Have you ever noticed how often people comment on the visual likenesses between family members — especially when they’re looking at photographs?
Apart from capturing cherished bonds and memories, such pictures seem to enrich our sense of belonging by giving us a window into people who share our bloodline and their stories.
Photographs of relatives serve as concrete and palpable reminders that our world was, and still is, populated with others who embody aspects of who we are.
Crucially, they hint at shared trajectories, untapped potential and cues for what we might want to sidestep. They suggest lives marked by ups and downs not unlike our own, as well as futures with vast potential.
In Psychology Today, Judith Fein recently wrote about the vital importance of emotional genealogy, citing old photographs as a key mechanism for tracing it: “Finding out where we come from can give roots, solidity, and meaning to our lives. It can also help us to solve the mystery of who we really are.”
(MORE: Why You Shouldn’t Get Rid of Old Photos)
A Personal Angle on Lineage and Legacy
I recently took note of the fact that my older son’s black rectangular glasses look a lot like the ones my dad wore in the late 50s, based on old snapshots of my late father. These images clarify my sense of family legacy and I derive comfort from the obvious connection between past and present.

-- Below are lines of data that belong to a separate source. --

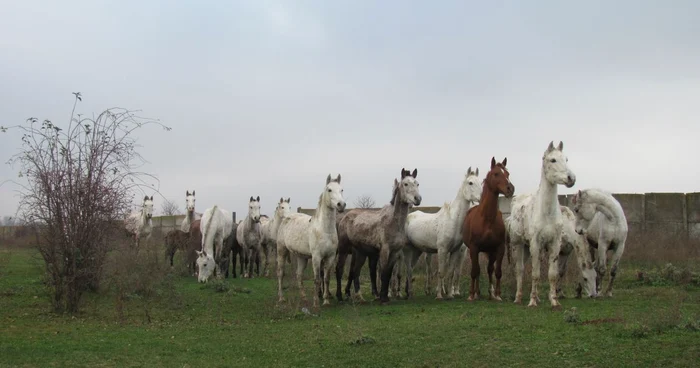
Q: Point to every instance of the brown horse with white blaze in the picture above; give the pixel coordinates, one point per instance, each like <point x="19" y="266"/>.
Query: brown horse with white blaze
<point x="484" y="230"/>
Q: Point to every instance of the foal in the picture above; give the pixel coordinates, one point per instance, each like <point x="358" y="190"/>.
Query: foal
<point x="484" y="230"/>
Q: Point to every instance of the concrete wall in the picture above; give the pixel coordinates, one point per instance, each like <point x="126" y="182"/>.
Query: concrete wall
<point x="676" y="213"/>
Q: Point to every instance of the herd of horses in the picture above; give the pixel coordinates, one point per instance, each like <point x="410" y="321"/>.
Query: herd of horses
<point x="392" y="237"/>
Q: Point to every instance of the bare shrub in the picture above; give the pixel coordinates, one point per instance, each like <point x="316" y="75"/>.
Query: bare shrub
<point x="364" y="201"/>
<point x="140" y="278"/>
<point x="75" y="187"/>
<point x="170" y="208"/>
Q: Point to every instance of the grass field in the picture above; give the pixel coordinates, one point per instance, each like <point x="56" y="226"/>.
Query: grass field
<point x="238" y="323"/>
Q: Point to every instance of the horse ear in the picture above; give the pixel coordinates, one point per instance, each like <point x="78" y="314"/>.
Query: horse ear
<point x="550" y="148"/>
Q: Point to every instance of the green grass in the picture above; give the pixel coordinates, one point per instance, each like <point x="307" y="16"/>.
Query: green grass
<point x="240" y="324"/>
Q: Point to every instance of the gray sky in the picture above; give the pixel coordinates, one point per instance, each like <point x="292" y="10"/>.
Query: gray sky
<point x="269" y="97"/>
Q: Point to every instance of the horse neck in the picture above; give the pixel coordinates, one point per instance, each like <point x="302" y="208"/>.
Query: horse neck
<point x="400" y="212"/>
<point x="607" y="206"/>
<point x="142" y="218"/>
<point x="325" y="216"/>
<point x="459" y="206"/>
<point x="547" y="197"/>
<point x="488" y="202"/>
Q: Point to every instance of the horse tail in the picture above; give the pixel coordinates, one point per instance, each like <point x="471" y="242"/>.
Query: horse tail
<point x="207" y="239"/>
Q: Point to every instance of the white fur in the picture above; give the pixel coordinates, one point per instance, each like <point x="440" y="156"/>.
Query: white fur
<point x="536" y="222"/>
<point x="216" y="225"/>
<point x="270" y="229"/>
<point x="441" y="233"/>
<point x="600" y="217"/>
<point x="571" y="241"/>
<point x="303" y="237"/>
<point x="249" y="236"/>
<point x="190" y="215"/>
<point x="139" y="223"/>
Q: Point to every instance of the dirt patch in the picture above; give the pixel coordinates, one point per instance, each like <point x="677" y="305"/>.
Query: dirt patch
<point x="602" y="320"/>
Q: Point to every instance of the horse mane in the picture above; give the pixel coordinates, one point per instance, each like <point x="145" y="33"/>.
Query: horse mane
<point x="320" y="198"/>
<point x="394" y="194"/>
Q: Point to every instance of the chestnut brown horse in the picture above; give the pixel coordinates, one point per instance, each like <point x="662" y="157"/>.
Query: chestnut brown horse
<point x="484" y="230"/>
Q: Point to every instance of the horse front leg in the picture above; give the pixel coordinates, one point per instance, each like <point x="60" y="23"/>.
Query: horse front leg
<point x="553" y="274"/>
<point x="499" y="271"/>
<point x="489" y="269"/>
<point x="563" y="260"/>
<point x="442" y="269"/>
<point x="519" y="255"/>
<point x="614" y="263"/>
<point x="373" y="274"/>
<point x="339" y="269"/>
<point x="329" y="264"/>
<point x="535" y="257"/>
<point x="301" y="266"/>
<point x="281" y="254"/>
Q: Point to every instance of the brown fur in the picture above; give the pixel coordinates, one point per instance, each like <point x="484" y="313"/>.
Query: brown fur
<point x="484" y="230"/>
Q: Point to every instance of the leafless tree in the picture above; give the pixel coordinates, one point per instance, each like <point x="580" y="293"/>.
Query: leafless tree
<point x="170" y="208"/>
<point x="364" y="201"/>
<point x="75" y="191"/>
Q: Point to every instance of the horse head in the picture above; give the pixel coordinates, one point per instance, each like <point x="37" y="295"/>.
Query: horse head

And a few months ago, my brother-in-law took a picture of my identical twin sister and me hiking near Santa Fe. I loved the snapshot because it showed how much we look alike these days, and posted the photo on Facebook. In doing so I was proudly proclaiming my sense of connection to my sister.
(MORE: Is This What Aging Really Looks Like?)
A Unique View of Family Resemblance
Canada-based photographer Ulric Collette has been exploring the issue of family member resemblance through a riveting multi-year photo project entitled “Portraits Genetiques,” which juxtaposes facial parts of one person with those of a relative. Sometimes the relatives are similar in age, but some of the most gripping photos show half of a young person’s face alongside a much older relative.
The images may make some viewers cringe, but they're undeniably fascinating. In all cases, they elicit the kind of scrutiny we tend apply to images of our own family. We can’t help but probe the differences and similarities between the relatives and wonder if the younger person will end up looking more like the older one when reaching the same age.
That’s the kind of thought process that got Collette going on the project back in 2008: “I came up with the idea by accident while I was doing “an image a day” type of project,” he says. “My first genetic-related image was one of me and my son who looked very much like me when I was a kid.”
Collette has continued to probe genetically-based similarities ever since. Below are images from the series that reflect the broadest age spread. Most of them incorporate the faces of a parent and adult child.
Father/Son — Laval, 56, and Vincent, 29 (2009)
Mother/Daughter — Francine, 56, and Catherine, 23 (2010)
Daughter/Father — Amelie, 33, and Daniel, 60 (2011)
Daughter/Father — Ariane, 13, and Andre, 55 (2011)
Daughter/Mother — Pascale and Ghislaine (2013)
Father/Son — Claude, 54, and Benoit, 23 (2013)
Daughter/Mother — Marilene, 35, and Rejeanne, 64 (2013)
Daughter/Mother — Marie-Andree, 55, and Claudette, 81 (2013)
Grandmother/Granddaughter — Ginette, 61, and Ismaelle, 12
The last portrait depicts the photographer’s mother on the left and his daughter on the right. "My daughter grew to look a lot like my mom, and this portrait really shows it," Collette told My Modern Met. "On a personal level, this photograph represents the two most important women in my life. On a more technical level, they look so much alike that it's incredible. It's because of results like that I continue to do this series."
Famed photographer Dorothea Lange once said: “While there is perhaps a province in which the photograph can tell us nothing more than what we see with our own eyes, there is another in which it proves to us how little our eyes permit us to see.”
I think it’s worth giving your eyes and heart a chance to see more deeply. So why not pull out those old family shots and consider what they might be telling you?